Pero cuando el Columbiad quedó enteramente
concluido, preciso fue abrir las puertas, pues hubiera sido poco
prudente contrariar el sentimiento público manteniéndolas
cerradas. Barbicane permitió entrar en el recinto a todos los
que llegaban, si bien, empujado por su talento práctico,
resolvió especular en grande con la curiosidad general. La
curiosidad es siempre, para el que sabe explotarla, una fábrica
de moneda.
Gran cosa era contemplar el inmenso Columbiad, pero la
gloria de bajar a sus profundidades parecía a los americanos el
non plus ultra de la felicidad posible en este mundo. No hubo un
curioso que no quisiese darse a toda costa el placer de visitar
interiormente aquel abismo de metal. Atados y suspendidos de una cabria
que funcionaba a impulsos del vapor, se permitió a los
espectadores satisfacer su curiosidad excitada. Aquello fue un delirio.
Mujeres, niños, ancianos, todos se impusieron el deber de
penetrar hasta el fondo del ánima del colosal
cañón, preñado de misterios. Se fijó el
precio a cinco dólares por persona, y a pesar de su
elevación, en los dos meses que precedieron inmediatamente al
experimento, la afluencia de visitantes permitió al Gun-Club
meter en caja cerca de quinientos mil dólares.
Inútil es decir que los primeros que visitaron
el Columbiad fueron los miembros del Gun-Club, a cuya ilustre asamblea
estaba justamente reservada esta preferencia. Esta solemnidad se
celebró el 25 de septiembre. En un cajón de honor,
bajaron el presidente Barbicane, J. T. Maston, el mayor Elphiston, el
general Morgan, el coronel Blomsberry, el ingeniero Murchison y otros
miembros distinguidos de la célebre sociedad, en número
de unos diez. Mucho calor hacía aún en el fondo de aquel
largo tubo de metal. Se sentía dentro alguna sofocación.
¡Pero qué alegría! ¡Qué encanto! Se
colocó una mesa de diez cubiertos en la recámara de
piedra que sostenía el Columbiad, alumbrado a giorno por
un chorro de luz eléctrica. Exquisitos y numerosos manjares que
parecían bajados del cielo, se colocaron sucesivamente delante
de los convidados, y botellas de los mejores vinos se apuraron
profusamente durante aquel espléndido banquete a novecientos
pies bajo tierra.
El festín fue muy animado y también muy
bullicioso. Se entrecruzaron numerosos brindis; se brindó por el
globo terrestre; se brindó por su satélite; se
brindó por el Gun-Club; se brindó por la Unión,
por la Luna, por Febe, por Diana, por Selene, por el astro de la noche,
por la pacífica mensajera del firmamento. Los hurras,
llevados por las sonoras ondas del inmenso tubo acústico,
llegaban a su extremo como un trueno, y la multitud, colocada alrededor
de Stone Hill, se unía con el corazón y con los gritos a
los diez convidados hundidos en el fondo del gigantesco Columbiad.

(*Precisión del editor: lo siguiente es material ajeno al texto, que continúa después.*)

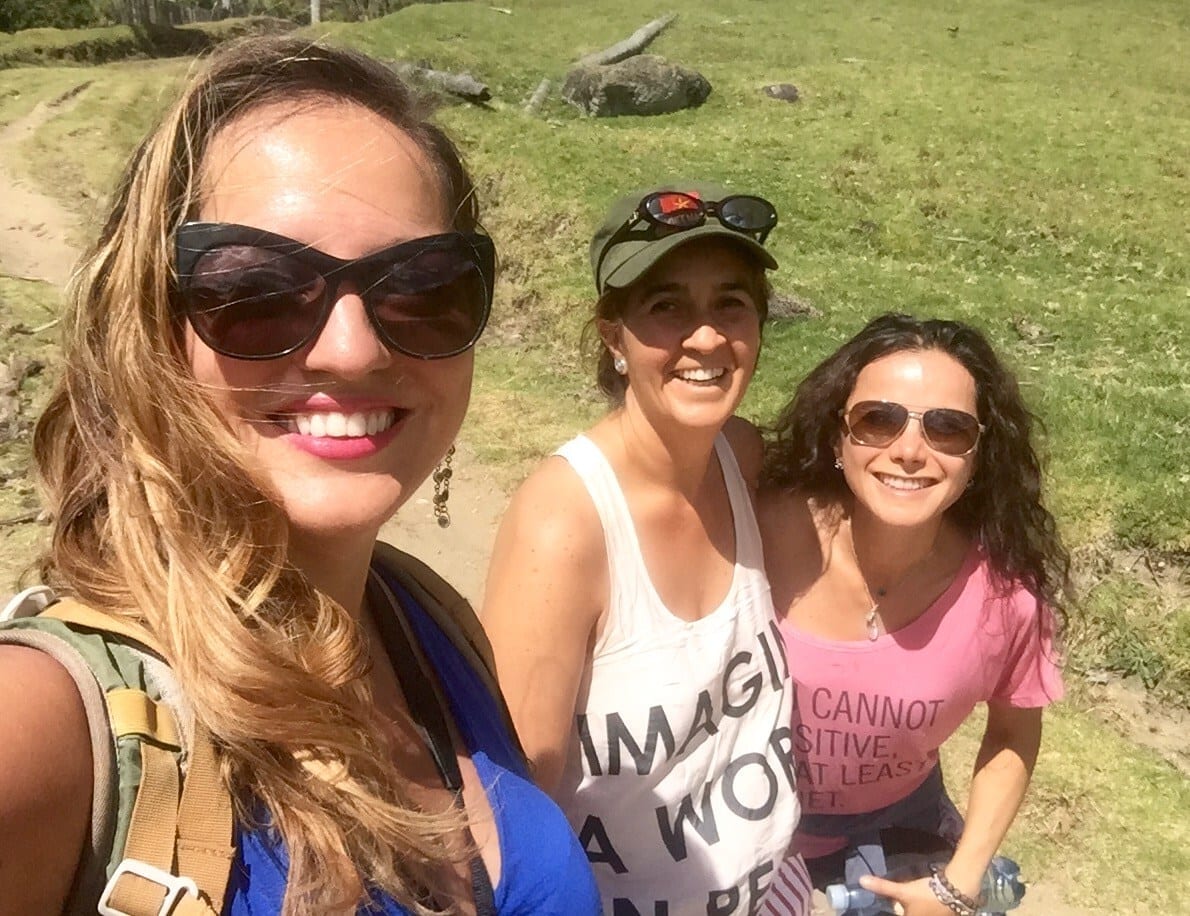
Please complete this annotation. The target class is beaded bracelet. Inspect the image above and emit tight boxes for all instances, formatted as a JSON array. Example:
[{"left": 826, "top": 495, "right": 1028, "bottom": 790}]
[{"left": 929, "top": 865, "right": 979, "bottom": 916}]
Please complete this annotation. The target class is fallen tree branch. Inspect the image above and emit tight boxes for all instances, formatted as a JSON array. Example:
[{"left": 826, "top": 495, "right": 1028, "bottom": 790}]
[
  {"left": 0, "top": 509, "right": 42, "bottom": 528},
  {"left": 393, "top": 62, "right": 491, "bottom": 103},
  {"left": 525, "top": 80, "right": 550, "bottom": 114},
  {"left": 578, "top": 13, "right": 677, "bottom": 67}
]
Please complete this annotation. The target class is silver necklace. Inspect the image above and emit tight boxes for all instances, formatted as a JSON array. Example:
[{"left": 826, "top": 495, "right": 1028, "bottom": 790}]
[{"left": 847, "top": 529, "right": 934, "bottom": 642}]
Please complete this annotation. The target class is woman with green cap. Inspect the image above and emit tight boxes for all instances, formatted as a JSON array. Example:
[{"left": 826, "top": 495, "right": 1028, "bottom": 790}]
[{"left": 484, "top": 182, "right": 809, "bottom": 916}]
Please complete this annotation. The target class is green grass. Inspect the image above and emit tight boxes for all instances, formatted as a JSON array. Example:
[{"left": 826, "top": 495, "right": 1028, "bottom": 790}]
[
  {"left": 942, "top": 703, "right": 1190, "bottom": 916},
  {"left": 0, "top": 0, "right": 1190, "bottom": 703}
]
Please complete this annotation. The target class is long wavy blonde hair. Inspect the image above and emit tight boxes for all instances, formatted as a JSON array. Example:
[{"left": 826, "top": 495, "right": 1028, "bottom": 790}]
[{"left": 33, "top": 38, "right": 478, "bottom": 916}]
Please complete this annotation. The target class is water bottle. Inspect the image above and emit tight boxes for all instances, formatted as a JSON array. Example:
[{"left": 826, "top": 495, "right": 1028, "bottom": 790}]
[{"left": 826, "top": 855, "right": 1025, "bottom": 916}]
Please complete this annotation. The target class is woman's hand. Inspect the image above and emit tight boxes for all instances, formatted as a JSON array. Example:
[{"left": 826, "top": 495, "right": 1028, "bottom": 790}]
[{"left": 859, "top": 874, "right": 954, "bottom": 916}]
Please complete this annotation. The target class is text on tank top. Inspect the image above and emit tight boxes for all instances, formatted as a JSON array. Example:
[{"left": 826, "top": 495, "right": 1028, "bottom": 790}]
[{"left": 558, "top": 434, "right": 798, "bottom": 916}]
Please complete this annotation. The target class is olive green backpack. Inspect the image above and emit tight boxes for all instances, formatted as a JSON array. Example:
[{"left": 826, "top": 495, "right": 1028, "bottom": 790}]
[{"left": 0, "top": 544, "right": 516, "bottom": 916}]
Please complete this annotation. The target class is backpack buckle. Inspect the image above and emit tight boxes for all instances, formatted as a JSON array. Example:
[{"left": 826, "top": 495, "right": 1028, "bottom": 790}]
[{"left": 98, "top": 859, "right": 199, "bottom": 916}]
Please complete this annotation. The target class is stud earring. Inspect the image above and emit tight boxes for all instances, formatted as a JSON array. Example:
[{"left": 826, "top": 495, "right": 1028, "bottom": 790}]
[{"left": 433, "top": 445, "right": 455, "bottom": 528}]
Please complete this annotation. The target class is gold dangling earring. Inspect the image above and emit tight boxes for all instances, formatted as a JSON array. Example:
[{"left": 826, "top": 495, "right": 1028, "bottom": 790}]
[{"left": 433, "top": 445, "right": 455, "bottom": 528}]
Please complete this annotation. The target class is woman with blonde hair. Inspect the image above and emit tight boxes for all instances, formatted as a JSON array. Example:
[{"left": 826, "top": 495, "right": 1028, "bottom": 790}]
[{"left": 0, "top": 39, "right": 597, "bottom": 916}]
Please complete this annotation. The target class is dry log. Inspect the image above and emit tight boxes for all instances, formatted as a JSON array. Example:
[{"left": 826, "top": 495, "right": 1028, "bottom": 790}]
[
  {"left": 578, "top": 13, "right": 677, "bottom": 67},
  {"left": 525, "top": 80, "right": 550, "bottom": 114},
  {"left": 393, "top": 63, "right": 491, "bottom": 103},
  {"left": 0, "top": 509, "right": 45, "bottom": 528}
]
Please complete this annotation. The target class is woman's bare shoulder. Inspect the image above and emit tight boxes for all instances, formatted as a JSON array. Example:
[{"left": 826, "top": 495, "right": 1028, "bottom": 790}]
[
  {"left": 724, "top": 416, "right": 764, "bottom": 489},
  {"left": 0, "top": 646, "right": 93, "bottom": 916},
  {"left": 484, "top": 456, "right": 607, "bottom": 606}
]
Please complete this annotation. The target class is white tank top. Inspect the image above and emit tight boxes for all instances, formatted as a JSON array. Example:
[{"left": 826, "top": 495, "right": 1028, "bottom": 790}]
[{"left": 557, "top": 434, "right": 798, "bottom": 916}]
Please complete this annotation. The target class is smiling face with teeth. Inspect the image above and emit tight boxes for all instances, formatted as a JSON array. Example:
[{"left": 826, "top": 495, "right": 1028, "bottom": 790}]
[
  {"left": 835, "top": 350, "right": 978, "bottom": 528},
  {"left": 600, "top": 239, "right": 764, "bottom": 431},
  {"left": 186, "top": 102, "right": 472, "bottom": 556}
]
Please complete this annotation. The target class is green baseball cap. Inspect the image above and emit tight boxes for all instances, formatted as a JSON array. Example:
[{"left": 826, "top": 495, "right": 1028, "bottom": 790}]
[{"left": 590, "top": 181, "right": 777, "bottom": 295}]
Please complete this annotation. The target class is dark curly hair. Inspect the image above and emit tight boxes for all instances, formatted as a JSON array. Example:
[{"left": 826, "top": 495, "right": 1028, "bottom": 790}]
[{"left": 763, "top": 314, "right": 1070, "bottom": 620}]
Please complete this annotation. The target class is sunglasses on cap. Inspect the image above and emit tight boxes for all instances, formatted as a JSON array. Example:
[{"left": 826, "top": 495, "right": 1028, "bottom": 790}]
[
  {"left": 840, "top": 401, "right": 987, "bottom": 458},
  {"left": 595, "top": 190, "right": 777, "bottom": 289},
  {"left": 175, "top": 222, "right": 496, "bottom": 359}
]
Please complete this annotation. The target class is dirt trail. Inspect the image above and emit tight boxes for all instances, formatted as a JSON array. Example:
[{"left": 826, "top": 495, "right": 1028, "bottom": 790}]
[
  {"left": 0, "top": 83, "right": 89, "bottom": 287},
  {"left": 0, "top": 83, "right": 1089, "bottom": 916}
]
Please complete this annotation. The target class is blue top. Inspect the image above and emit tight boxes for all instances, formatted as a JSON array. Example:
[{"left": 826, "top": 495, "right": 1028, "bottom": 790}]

J. T. Maston no era ya dueño de sí
mismo. Difícil sería determinar si gritaba más que
gesticulaba, y si bebía más que comía. Lo cierto
es que no cabía de gozo en su pellejo, que no hubiera dado su
posición por el imperio del mundo, aun cuando el
cañón cargado, cebado y haciendo fuego en aquel instante,
hubiera debido enviarle hecho pedazos a los espacios planetarios.